Unexpected write_disposition behavior when moving data from S3 to Databricks #2252

krudeen-spectra · 2025-01-30T18:14:12Z

dlt version

1.5.0

Describe the problem

When write_disposition is set as a hint on the source like below it is ignored (defaults to append),

s3_orders = filesystem(
      bucket_url="s3://oc-test-data-load-tool-dbx/oc_data_raw/orders",
      file_glob="*.jsonl"
    ).apply_hints(incremental=dlt.sources.incremental("modification_date"), write_disposition="replace")

and when write_disposition is set at the pipeline level, it is used but incremental loading is ignored.

    pipeline = dlt.pipeline(
        import_schema_path="schemas/import",
        export_schema_path="schemas/export",
        pipeline_name="s3_to_databricks",
        destination="databricks",
        staging=dlt.destinations.filesystem("s3://oc-test-data-load-tool-dbx/oc_data_staging"),
        dataset_name="oc_data_bronze",
        dev_mode=False,
        progress="tqdm"
    )
    orders_load_info = pipeline.run((s3_orders | read_jsonl()).with_name('orders'), write_disposition="replace")
    logging.info(orders_load_info)

Expected behavior

I expect the script to do a destructive replace when write_disposition="replace" is set at the source level, and I expect DLT to correctly use incremental loading even when the write_disposition is set at the pipeline level. (I do not expect behavior to be different based on whether write_disposition is set at the pipeline level or the source level)

Steps to reproduce

Here is my full code with the write_disposition set as part of a hint: (Note that I am not running it as a lambda function, I am running on my local machine)

from dlt.sources.filesystem import filesystem, read_jsonl
import logging
from datetime import datetime

def lambda_handler(event={}, context=None):
    s3_orders = filesystem(
      bucket_url="s3://oc-test-data-load-tool-dbx/oc_data_raw/orders",
      file_glob="*.jsonl"
    ).apply_hints(incremental=dlt.sources.incremental("modification_date"), write_disposition="append")

    s3_order_line_items = filesystem(
      bucket_url="s3://oc-test-data-load-tool-dbx/oc_data_raw/order_line_items",
      file_glob="*.jsonl"
    ).apply_hints(incremental=dlt.sources.incremental("modification_date"), write_disposition="append")

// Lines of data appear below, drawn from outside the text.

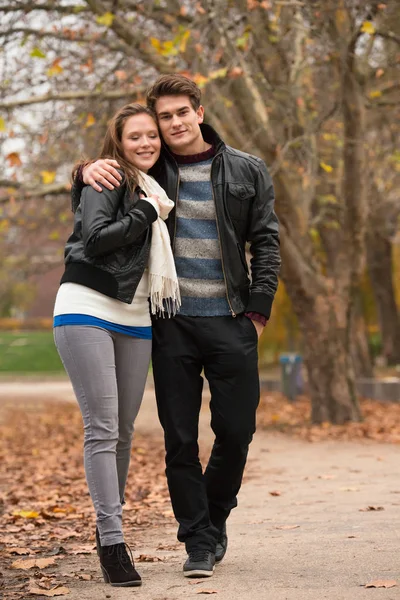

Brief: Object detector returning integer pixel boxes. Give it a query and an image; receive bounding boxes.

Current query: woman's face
[121,113,161,173]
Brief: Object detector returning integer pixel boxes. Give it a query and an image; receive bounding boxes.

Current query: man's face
[156,96,204,155]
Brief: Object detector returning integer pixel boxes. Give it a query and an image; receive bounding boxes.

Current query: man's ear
[196,104,204,124]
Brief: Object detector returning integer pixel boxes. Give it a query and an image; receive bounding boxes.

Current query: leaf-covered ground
[0,394,400,600]
[0,402,172,600]
[258,393,400,443]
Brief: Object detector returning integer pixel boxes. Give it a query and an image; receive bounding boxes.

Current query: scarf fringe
[150,273,181,317]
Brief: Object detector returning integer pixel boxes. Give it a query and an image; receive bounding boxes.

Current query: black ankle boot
[98,542,142,587]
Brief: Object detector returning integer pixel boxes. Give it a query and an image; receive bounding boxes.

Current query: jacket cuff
[132,199,158,223]
[245,292,274,319]
[244,312,268,327]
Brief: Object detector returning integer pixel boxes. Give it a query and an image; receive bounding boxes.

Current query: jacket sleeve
[246,159,281,319]
[80,185,158,258]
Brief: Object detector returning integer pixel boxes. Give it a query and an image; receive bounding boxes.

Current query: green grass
[0,331,64,374]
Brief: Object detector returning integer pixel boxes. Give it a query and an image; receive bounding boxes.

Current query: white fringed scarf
[140,171,181,317]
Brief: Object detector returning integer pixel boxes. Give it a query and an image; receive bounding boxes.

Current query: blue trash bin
[279,352,304,402]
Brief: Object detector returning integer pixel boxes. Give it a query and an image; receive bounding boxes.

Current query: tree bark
[367,225,400,365]
[299,292,361,425]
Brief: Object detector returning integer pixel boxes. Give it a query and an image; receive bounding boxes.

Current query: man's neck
[169,138,211,156]
[171,144,215,165]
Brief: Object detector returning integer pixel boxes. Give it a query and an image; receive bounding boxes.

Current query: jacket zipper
[172,171,181,252]
[211,156,236,318]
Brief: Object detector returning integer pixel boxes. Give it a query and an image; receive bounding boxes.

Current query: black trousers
[153,315,260,551]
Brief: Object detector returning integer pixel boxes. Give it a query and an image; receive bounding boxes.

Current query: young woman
[54,104,179,587]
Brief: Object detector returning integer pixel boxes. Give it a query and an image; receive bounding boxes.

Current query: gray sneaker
[183,550,215,577]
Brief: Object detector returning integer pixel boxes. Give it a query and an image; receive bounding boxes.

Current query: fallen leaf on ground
[257,392,400,442]
[13,510,39,519]
[364,579,397,588]
[135,554,163,562]
[11,558,56,570]
[69,544,94,554]
[28,585,69,598]
[8,548,33,556]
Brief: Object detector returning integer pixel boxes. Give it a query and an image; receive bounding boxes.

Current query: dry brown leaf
[135,554,163,562]
[11,558,56,571]
[8,548,33,556]
[28,585,70,598]
[68,544,94,554]
[364,579,397,588]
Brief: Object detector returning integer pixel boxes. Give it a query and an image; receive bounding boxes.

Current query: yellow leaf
[360,21,376,35]
[11,558,56,571]
[208,67,228,79]
[6,152,22,167]
[150,38,162,51]
[193,73,208,89]
[85,113,96,128]
[30,48,46,58]
[368,90,382,98]
[319,162,333,173]
[96,12,115,27]
[13,510,39,519]
[46,58,64,77]
[40,171,56,185]
[179,30,190,52]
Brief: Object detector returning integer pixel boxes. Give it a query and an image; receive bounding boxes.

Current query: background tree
[0,0,400,423]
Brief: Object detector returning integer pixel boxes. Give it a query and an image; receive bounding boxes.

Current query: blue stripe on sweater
[179,180,212,202]
[175,256,224,279]
[176,217,218,240]
[53,314,152,340]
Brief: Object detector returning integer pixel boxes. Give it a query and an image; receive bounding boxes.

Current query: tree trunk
[351,292,374,378]
[299,294,361,425]
[367,227,400,365]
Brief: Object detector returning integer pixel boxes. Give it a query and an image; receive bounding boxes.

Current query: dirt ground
[0,381,400,600]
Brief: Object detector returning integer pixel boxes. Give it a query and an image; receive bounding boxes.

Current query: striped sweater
[174,149,230,317]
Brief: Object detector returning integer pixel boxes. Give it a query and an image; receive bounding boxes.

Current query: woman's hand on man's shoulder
[82,158,122,192]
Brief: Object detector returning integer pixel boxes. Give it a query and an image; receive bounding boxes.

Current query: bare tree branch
[86,0,175,73]
[0,27,126,52]
[0,86,146,110]
[0,179,71,204]
[0,0,90,15]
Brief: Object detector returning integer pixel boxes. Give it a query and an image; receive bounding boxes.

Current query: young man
[76,75,280,577]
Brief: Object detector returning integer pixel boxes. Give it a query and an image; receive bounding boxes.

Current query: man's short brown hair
[146,75,201,112]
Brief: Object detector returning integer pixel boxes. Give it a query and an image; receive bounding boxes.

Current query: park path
[0,381,400,600]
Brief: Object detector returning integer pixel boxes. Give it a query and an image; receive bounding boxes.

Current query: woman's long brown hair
[72,102,158,205]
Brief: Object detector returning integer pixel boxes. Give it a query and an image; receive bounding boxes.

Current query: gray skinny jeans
[54,325,151,546]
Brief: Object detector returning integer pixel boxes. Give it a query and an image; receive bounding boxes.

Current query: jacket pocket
[227,183,256,220]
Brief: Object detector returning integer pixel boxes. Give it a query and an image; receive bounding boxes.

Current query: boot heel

    s3_promotions = filesystem(
      bucket_url="s3://oc-test-data-load-tool-dbx/oc_data_raw/promotions",
      file_glob="*.jsonl"
    ).apply_hints(incremental=dlt.sources.incremental("modification_date"), write_disposition="replace")

    s3_products = filesystem(
      bucket_url="s3://oc-test-data-load-tool-dbx/oc_data_raw/products",
      file_glob="*.jsonl"
    ).apply_hints(incremental=dlt.sources.incremental("modification_date"), write_disposition="replace")

    s3_customers = filesystem(
      bucket_url="s3://oc-test-data-load-tool-dbx/oc_data_raw/customers",
      file_glob="*.jsonl"
    ).apply_hints(incremental=dlt.sources.incremental("modification_date"), write_disposition="replace")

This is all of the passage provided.